Nel suo intervento, il Rettore Prof. Alex Weissensteiner ha posto al centro il tema della responsabilità che accompagna il sapere. “Formatevi una vostra opinione, assumetevi la responsabilità delle vostre azioni e cercate la collaborazione oltre i confini linguistici, disciplinari e nazionali”, ha esortato le laureate e i laureati. In un periodo caratterizzato da tensioni geopolitiche e da rapidi cambiamenti tecnologici, il Rettore ha sottolineato la necessità di formare persone capaci di utilizzare le proprie conoscenze in modo responsabile e di guardare al futuro con fiducia. Citando Ernest Hemingway, il Rettore ha infine affidato ai neolaureati una riflessione: “Oggi è soltanto uno dei tanti giorni che verranno. Ma ciò che accadrà in tutti gli altri giorni futuri potrebbe dipendere da quello che fate oggi”.

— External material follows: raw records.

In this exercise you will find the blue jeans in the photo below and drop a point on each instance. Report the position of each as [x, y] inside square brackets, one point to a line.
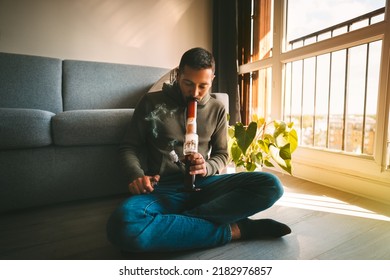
[170, 220]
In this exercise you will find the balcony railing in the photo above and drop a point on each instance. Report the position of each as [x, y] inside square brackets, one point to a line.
[332, 97]
[338, 29]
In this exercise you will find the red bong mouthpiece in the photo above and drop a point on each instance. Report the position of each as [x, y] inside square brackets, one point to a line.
[190, 144]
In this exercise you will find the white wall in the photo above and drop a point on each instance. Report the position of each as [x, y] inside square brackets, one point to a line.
[145, 32]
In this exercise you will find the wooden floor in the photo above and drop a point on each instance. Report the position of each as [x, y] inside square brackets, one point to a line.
[326, 224]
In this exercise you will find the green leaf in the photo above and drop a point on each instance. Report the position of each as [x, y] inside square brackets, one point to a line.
[293, 139]
[285, 152]
[235, 152]
[268, 163]
[245, 136]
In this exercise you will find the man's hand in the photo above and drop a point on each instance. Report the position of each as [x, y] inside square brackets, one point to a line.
[198, 164]
[143, 185]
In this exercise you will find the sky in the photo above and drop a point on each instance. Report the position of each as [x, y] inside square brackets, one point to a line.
[307, 16]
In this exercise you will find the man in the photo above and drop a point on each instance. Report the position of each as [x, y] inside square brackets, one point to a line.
[158, 216]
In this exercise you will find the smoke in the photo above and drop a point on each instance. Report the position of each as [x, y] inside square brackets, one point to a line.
[158, 115]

Per la Prof.ssa Antonella Brighi, si è trattata dell’ultima cerimonia di laurea nel ruolo di preside della Facoltà di Scienze della Formazione. Nel suo discorso ha richiamato il significato più profondo dell’educazione: “L’istruzione dovrebbe liberarci da visioni precostituite e insegnarci a mettere in discussione il nostro stesso sguardo sul mondo”. Secondo Brighi, la vera competenza non consiste nell’avere sempre una risposta pronta, ma nell’affrontare l’ignoto con apertura e nel mantenere la consapevolezza che “una persona è sempre molto più di qualsiasi descrizione possiamo dare di lei”.

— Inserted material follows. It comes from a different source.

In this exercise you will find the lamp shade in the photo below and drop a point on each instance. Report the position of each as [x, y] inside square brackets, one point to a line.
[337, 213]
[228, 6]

Anche la rappresentante degli studenti Fatou Diagne ha invitato a guardare oltre il conseguimento del titolo di studio. Laureata in Scienze della Comunicazione e della Cultura, ha ricordato ai suoi colleghi e alle sue colleghe che la possibilità di investire nella propria formazione e nel proprio futuro non può essere data per scontata: “Siate grati. Siate grati per la fortuna che abbiamo avuto di poter investire nel nostro futuro. Oggi, in molte parti del mondo, bambini e giovani non sanno nemmeno cosa accadrà loro la sera stessa, figuriamoci se possono pensare al proprio futuro”.

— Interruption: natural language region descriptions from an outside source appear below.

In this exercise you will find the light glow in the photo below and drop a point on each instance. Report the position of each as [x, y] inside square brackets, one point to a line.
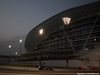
[66, 20]
[20, 40]
[9, 46]
[41, 31]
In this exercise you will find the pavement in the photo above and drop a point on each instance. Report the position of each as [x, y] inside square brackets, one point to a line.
[35, 69]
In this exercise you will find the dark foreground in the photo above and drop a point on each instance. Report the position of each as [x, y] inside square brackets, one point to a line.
[20, 71]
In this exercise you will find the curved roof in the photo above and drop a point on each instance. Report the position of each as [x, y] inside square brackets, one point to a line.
[34, 38]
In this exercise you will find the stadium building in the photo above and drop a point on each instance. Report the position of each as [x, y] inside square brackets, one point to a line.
[72, 37]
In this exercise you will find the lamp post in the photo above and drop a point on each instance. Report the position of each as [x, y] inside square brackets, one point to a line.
[20, 41]
[66, 21]
[40, 32]
[9, 53]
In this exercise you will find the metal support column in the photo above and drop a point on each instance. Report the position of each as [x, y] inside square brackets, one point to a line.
[89, 35]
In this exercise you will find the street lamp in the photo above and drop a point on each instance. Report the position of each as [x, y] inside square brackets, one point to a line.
[9, 53]
[20, 41]
[40, 32]
[66, 21]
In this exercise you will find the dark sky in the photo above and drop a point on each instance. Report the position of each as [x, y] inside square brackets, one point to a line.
[18, 17]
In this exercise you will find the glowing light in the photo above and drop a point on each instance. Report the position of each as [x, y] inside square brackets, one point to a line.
[41, 31]
[20, 40]
[16, 53]
[9, 46]
[66, 20]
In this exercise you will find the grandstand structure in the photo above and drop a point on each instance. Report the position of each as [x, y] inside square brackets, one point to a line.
[55, 40]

Nell’anno accademico 2025/26 hanno concluso gli studi presso la Facoltà di Scienze della Formazione complessivamente 186 studentesse e studenti. In un contesto solenne, il Rettore Alex Weissensteiner, la preside Antonella Brighi e i responsabili dei corsi di studio hanno consegnato i diplomi finali, rendendo omaggio ai risultati raggiunti dalle laureate e dai laureati dei seguenti percorsi:
- Laurea triennale in Scienze dell’Educazione
- Laurea triennale in Servizio sociale
- Laurea triennale in Scienze della Comunicazione e Cultura
- Laurea magistrale a ciclo unico in Scienze della Formazione primaria
- Laurea magistrale in Linguistica applicata
- Laurea magistrale in Musicologia
- Laurea magistrale in Lavoro sociale e politiche sociali
- Dottorato di ricerca in Pedagogia generale, Pedagogia sociale, Didattica generale e Didattica disciplinare
Il momento culminante della cerimonia è stato il tradizionale e simbolico lancio del tocco da parte delle neolaureate e dei neolaureati sulle note del “Gaudeamus Igitur”. Tra gli ospiti d’onore erano presenti l’assessore provinciale all’Istruzione Philipp Achammer, l’assessora comunale di Bressanone Monika Leitner e il prodecano dello Studio Teologico Accademico di Bressanone Alexander Notdurfter.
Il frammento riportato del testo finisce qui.